LFB : Quand on produit quelque chose d’aussi pop, toi qui envisages le live de plusieurs manières différentes, là tu le fais en full band. Qu’est-ce que ça t’apporte d’avoir quelque chose d’un peu plus organique et de plus ouvert musicalement ?
Amaurie : Je pense que je fais de la musique en partie pour ça. Pour composer mais aussi pour jouer dans un groupe. Ça paraît cliché mais au départ, c’est juste être sur scène. Je fais de la musique pour jouer dans un groupe. La sensation est indescriptible et c’est comme ça que j’ai vraiment l’impression de faire de la musique. Quand tu es sur scène et que tu es avec des musiciens, il y a une sorte de trans qui se crée. Les énergies doivent vraiment s’aligner. Il y a un truc d’écoute qui est incroyable.

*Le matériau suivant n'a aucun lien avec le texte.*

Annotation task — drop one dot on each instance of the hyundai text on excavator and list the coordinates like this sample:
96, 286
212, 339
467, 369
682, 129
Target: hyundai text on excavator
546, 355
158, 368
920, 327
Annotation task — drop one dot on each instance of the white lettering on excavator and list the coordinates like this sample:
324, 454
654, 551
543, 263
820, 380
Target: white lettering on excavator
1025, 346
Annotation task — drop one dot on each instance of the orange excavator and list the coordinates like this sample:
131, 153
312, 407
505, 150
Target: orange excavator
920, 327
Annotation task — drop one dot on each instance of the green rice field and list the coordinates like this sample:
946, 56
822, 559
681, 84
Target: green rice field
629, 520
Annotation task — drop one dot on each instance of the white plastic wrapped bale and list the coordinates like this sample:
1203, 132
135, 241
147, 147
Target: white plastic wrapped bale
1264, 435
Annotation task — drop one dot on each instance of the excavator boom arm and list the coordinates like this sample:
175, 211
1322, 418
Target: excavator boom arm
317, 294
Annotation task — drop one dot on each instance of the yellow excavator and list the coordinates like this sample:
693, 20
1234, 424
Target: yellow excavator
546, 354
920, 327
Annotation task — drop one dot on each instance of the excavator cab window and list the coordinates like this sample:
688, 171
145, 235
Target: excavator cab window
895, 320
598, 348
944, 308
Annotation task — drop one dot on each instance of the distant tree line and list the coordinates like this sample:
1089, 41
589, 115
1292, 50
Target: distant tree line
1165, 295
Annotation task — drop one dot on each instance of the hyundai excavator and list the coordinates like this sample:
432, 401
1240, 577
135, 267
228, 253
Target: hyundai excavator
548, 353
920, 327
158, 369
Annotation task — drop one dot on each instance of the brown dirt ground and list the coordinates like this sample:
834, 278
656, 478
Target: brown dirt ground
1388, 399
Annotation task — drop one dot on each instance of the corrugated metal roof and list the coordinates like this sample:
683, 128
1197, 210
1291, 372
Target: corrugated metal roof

Donc oui, idéalement j’aimerais même qu’on soit plus. J’ai aussi une formule solo parce que c’est les besoins.
LFB : Si on pouvait t’accorder trois vœux pour 2024, ça serait quoi ?
Amaurie : Finir mon album. Deuxièmement, que 2024 m’offre les meilleures conditions pour le sortir. Et puis transformer le cercle vicieux dans lequel on peut parfois tomber quand on est artiste : manger, payer un loyer. Ce truc-là, essayer d’en faire un peu plus un cercle vertueux. Faire plus de musique, moins de travail alimentaire.
LFB : Est-ce que tu as des coups de cœur récents que tu veux partager avec nous ?Amaurie : Suzane Belaubre. Je t’en aurais parlé même si ce n’était pas ma première partie au Pop Up parce que franchement, je trouve que c’est incroyable ce qu’elle fait. C’est une vraie musicienne, elle travaille beaucoup, beaucoup sa musique. Comme on a fait un feat, je l’ai vue à l’œuvre en studio. Elle sait où elle va. Pour moi, c’est une artiste à suivre. Sinon, j’ai trop kiffé Les trois mousquetaires, le premier. Je n’ai pas vu le deux. J’ai vu Le règne animal, c’est génial.